Georg ging zu dem Robotfahrzeug zurück. Er überprüfte die Justierung des Zeitfeldprojektors, schaltete die Stromversorgung ein, nahm dann das Gitteroberteil des Käfigs ab. Georg legte seinen weißen Laborkittel ab, prüfte aus reiner Gewohnheit noch einmal den korrekten Sitz seines Wollpullovers und stellte den Projektor so ein, dass er in drei Minuten die volle Energie abstrahlte und das Zeitfeld für fünf Minuten aufrecht erhielt. Dann schwang er sich in den für ihn viel zu engen Schalensitz auf dem Robotfahrzeug, strich sich über das schüttere Haar und wartete.
Die drei Minuten zogen sich für Georg eine Ewigkeit hin. Schließlich war es soweit. Georg bemerkte von seiner Reise nicht viel. Übergangslos verschwand das Labor, Schwärze umgab ihn, auf der viele kleine Lichtpunkten angesiedelt waren.

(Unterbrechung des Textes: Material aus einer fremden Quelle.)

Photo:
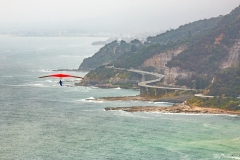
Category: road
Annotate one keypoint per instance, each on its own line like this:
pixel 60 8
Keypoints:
pixel 146 84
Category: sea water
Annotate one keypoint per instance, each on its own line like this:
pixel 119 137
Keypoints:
pixel 41 120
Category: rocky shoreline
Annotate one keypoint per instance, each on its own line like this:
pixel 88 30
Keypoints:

Der Aufenthalt im Vakuum des Weltalls ist für Menschen ohne entsprechende Schutzvorrichtungen und Lebenserhaltungssysteme unter allen Umständen tödlich. Doch in der kurzen Zeit, die Georg in seinem Leben noch blieb, erkannte er noch, was geschehen war. Der Zeitprojektor hatte funktioniert, die Berechnungen waren - wie sollte es auch anders sein - korrekt. Professor Grünstein irrte sich nicht, es gab keine Ortsveränderung bei einer Zeitreise. Georg befand sich exakt am selben Punkt des Raumes wie vor zweihundert Jahren in der Zukunft. Was aber weder Professor Grünstein noch Georg bedacht hatten: die Erde bewegt sich mitsamt ihrer Sonne durch das Weltall. Vor zweihundert Jahren jedoch zog der Planet noch weit entfernt von dem Ort seine Bahn, an dem Georg seine Reise zurück in die Zeit begonnen hatte.